= Justice sensitivity =

Personality trait concerning injustice

Justice sensitivity is a personality trait describing individual differences in how readily people perceive injustice and how strongly they respond to it cognitively, emotionally, and behaviorally. Researchers distinguish victim, observer, beneficiary, and perpetrator sensitivity according to a person's role in an unjust event; the four perspectives share a concern with justice but differ in their characteristic reactions and behavioral associations. The perspectives are measured with the Justice Sensitivity Inventory and have been studied in relation to social behavior, information processing, and development.

==Concept==
Justice sensitivity describes a person's tendency to notice injustice and the strength of the thoughts, emotions, and actions that follow. It has been described as a relatively stable personality trait. Justice sensitivity is related to broader personality characteristics but has been found to be distinct from them.

Researchers distinguish four perspectives according to a person's role in an unjust event: victim, observer, beneficiary, and perpetrator sensitivity. The four perspectives share a concern with justice, but that concern is expressed in different ways. The perspectives are associated with different emotional reactions: victim sensitivity with anger, observer sensitivity with moral outrage, and beneficiary and perpetrator sensitivity with guilt or shame. When a social situation is uncertain and exploitation is possible, higher victim sensitivity is also linked to anticipating exploitation and holding back cooperation. Observer sensitivity is associated with punishing perpetrators and supporting victims. Beneficiary and perpetrator sensitivity are associated with guilt and with efforts to compensate victims.

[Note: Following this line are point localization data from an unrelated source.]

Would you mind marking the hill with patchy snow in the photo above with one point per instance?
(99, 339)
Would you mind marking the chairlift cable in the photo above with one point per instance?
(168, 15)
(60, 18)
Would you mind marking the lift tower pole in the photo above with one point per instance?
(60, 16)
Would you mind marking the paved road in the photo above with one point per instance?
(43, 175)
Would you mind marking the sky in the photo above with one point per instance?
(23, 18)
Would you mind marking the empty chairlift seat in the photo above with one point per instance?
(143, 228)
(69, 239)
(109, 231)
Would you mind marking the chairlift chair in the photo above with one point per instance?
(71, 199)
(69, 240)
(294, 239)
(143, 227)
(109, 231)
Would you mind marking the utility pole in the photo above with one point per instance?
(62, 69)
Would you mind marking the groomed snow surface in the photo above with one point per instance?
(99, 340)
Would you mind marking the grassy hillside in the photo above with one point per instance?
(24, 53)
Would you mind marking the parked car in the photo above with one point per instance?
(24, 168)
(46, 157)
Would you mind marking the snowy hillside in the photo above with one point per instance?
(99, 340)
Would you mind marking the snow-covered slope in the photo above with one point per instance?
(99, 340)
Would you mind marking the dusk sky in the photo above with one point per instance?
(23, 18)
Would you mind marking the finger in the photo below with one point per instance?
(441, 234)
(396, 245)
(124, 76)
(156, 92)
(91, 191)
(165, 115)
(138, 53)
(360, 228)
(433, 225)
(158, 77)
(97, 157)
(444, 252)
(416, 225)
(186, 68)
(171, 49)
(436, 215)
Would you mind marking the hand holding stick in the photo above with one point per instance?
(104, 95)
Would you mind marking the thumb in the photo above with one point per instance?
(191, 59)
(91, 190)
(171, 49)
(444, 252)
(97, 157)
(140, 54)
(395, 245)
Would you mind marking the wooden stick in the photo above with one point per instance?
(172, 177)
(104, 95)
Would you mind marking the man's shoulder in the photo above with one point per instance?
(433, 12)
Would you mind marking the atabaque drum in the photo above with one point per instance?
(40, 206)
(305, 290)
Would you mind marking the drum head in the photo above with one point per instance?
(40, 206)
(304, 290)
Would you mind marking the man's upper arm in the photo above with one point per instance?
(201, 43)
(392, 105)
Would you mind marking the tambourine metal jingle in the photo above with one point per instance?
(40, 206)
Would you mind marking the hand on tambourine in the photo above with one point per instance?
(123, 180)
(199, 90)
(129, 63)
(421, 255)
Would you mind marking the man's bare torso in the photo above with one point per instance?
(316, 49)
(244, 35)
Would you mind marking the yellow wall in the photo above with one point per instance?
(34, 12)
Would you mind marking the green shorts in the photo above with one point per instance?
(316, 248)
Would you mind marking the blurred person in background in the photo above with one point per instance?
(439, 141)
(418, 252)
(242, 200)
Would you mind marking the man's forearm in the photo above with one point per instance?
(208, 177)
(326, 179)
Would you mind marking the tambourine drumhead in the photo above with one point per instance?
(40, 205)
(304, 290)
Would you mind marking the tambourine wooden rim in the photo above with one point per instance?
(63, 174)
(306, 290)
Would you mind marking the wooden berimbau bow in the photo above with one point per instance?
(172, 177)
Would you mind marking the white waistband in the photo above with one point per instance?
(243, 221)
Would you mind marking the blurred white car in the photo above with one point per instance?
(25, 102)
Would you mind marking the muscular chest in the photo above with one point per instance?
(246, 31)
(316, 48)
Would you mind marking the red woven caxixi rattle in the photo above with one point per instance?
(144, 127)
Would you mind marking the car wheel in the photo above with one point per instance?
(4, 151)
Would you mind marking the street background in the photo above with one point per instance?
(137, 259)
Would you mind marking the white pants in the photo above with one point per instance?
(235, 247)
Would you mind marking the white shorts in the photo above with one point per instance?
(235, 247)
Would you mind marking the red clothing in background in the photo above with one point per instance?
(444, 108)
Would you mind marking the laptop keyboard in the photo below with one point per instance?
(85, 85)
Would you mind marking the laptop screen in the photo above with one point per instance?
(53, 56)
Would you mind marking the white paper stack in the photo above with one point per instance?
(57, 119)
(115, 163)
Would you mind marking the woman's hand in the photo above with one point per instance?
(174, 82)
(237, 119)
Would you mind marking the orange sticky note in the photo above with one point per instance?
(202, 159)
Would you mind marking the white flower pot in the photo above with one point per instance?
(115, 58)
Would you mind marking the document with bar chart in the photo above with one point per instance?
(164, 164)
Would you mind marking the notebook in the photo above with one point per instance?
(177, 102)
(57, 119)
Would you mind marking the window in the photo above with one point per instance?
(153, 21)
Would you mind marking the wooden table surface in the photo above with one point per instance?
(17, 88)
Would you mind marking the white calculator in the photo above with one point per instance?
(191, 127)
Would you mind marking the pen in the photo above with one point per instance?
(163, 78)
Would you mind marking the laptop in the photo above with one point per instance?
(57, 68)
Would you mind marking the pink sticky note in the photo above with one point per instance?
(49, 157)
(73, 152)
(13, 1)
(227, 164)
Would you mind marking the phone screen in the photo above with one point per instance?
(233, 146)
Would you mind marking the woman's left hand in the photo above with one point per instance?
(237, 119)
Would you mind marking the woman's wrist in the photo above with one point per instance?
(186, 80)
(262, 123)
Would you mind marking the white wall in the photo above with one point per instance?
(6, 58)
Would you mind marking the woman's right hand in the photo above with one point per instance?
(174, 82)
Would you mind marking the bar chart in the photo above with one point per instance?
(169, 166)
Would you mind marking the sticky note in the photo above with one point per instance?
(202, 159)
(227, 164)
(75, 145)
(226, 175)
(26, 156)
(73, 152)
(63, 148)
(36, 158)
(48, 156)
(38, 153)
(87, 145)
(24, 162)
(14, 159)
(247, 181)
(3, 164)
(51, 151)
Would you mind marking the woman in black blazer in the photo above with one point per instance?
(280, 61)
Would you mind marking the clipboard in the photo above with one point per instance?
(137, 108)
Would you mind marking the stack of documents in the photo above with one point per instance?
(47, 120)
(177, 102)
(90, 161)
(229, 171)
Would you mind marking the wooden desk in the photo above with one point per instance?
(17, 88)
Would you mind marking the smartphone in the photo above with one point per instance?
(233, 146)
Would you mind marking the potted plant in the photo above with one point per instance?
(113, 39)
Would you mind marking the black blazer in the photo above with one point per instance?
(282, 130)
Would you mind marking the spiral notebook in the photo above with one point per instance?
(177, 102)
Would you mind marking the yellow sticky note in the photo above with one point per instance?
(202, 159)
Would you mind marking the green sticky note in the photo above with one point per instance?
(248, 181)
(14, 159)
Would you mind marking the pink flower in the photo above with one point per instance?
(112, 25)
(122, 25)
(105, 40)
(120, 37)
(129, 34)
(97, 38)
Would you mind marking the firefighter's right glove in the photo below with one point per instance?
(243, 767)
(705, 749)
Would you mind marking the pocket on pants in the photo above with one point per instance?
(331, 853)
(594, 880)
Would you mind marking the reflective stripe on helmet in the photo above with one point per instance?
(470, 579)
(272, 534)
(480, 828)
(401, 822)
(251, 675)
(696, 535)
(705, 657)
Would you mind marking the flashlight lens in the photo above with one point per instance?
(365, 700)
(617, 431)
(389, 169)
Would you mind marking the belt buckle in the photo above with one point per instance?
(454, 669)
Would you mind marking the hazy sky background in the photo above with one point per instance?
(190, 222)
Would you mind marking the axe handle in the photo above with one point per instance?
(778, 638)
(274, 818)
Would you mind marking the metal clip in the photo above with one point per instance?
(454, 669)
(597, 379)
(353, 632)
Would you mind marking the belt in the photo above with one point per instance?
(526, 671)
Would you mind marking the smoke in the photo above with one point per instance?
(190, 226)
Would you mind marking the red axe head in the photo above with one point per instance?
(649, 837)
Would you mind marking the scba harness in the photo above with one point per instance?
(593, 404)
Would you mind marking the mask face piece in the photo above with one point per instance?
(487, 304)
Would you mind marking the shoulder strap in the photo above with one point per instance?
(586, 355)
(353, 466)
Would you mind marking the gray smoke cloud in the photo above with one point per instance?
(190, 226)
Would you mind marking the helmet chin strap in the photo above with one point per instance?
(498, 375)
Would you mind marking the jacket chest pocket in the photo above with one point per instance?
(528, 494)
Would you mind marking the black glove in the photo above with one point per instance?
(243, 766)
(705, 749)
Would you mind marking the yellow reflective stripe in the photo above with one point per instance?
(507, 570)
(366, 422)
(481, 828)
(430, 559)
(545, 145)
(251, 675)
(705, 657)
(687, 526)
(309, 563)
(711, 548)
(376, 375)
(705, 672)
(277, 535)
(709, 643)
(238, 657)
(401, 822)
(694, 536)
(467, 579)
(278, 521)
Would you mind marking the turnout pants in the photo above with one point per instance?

Victim sensitivity centers on unfairness directed at oneself and includes a self-protective element. People higher in victim sensitivity has been associated with stronger intentions to protest and seek redress after perceived mistreatment. Victim sensitivity has been correlated with suspiciousness and distrust, whereas observer and beneficiary sensitivity have been positively correlated empathy, role taking, and social responsibility. Across three studies, beneficiary sensitivity was associated prosocial and less antisocial behavior, while victim sensitivity showed the reverse pattern for the outcomes studied.

Observer, beneficiary, and perpetrator sensitivity have been associated with adherence to justice standards even when doing so involves temptation, personal costs, or a risk of exploitation.

==Measurement and effects==
The Justice Sensitivity Inventory contains separate scales for victim, observer, beneficiary, and perpetrator sensitivity. Each scale contains ten items rated on a six-point scale from 0 ("not at all") to 5 ("exactly"). One study used a representative sample of 2,510 people drawn from the German population. Confirmatory factor analyses in that study supported the factorial validity of the scales. Although beneficiary and perpetrator sensitivity were highly correlated, model comparisons supported treating them as distinct constructs.

In one experiment using the observer-sensitivity scale, participants with higher scores tended to see an ambiguous target as less just, both without priming and after an injustice prime. Short two-item measures have also been developed for all four perspectives. A 2022 paper proposed a theoretical framework for justice sensitivity in intergroup settings, including conflicts over status, rights, and resources. The authors cautioned that empirical evidence in intergroup contexts was still limited.

Justice sensitivity has also been linked to how justice-related information is processed. The processed information appeared to be specific to justice-related information rather than to negatively or positively valenced information more generally. In a 2011 series of three studies, the main analyses focused on observer sensitivity. Higher observer-sensitivity scores were associated with stronger attention to unjust stimuli and with less-just interpretations of ambiguous situations. They were also associated with better memory for unjust information.

===ADHD symptoms and related problems===
A 2016 review reported that justice sensitivity correlated with attention deficit hyperactivity disorder (ADHD) symptoms among children and adolescents. The same review linked victim sensitivity to more severe and worsening emotional and behavioral problems, while perpetrator sensitivity showed the opposite pattern.

==Development==
Justice sensitivity has been studied in children and adolescents. One longitudinal study followed 1,122 German participants aged 9 to 18 for 1–2 years. Stability increased from childhood into early adolescence for all three perspectives studied, then declined among older adolescents for observer and perpetrator sensitivity. The authors described childhood and adolescence as important periods for the stabilization and differentiation of the perspectives.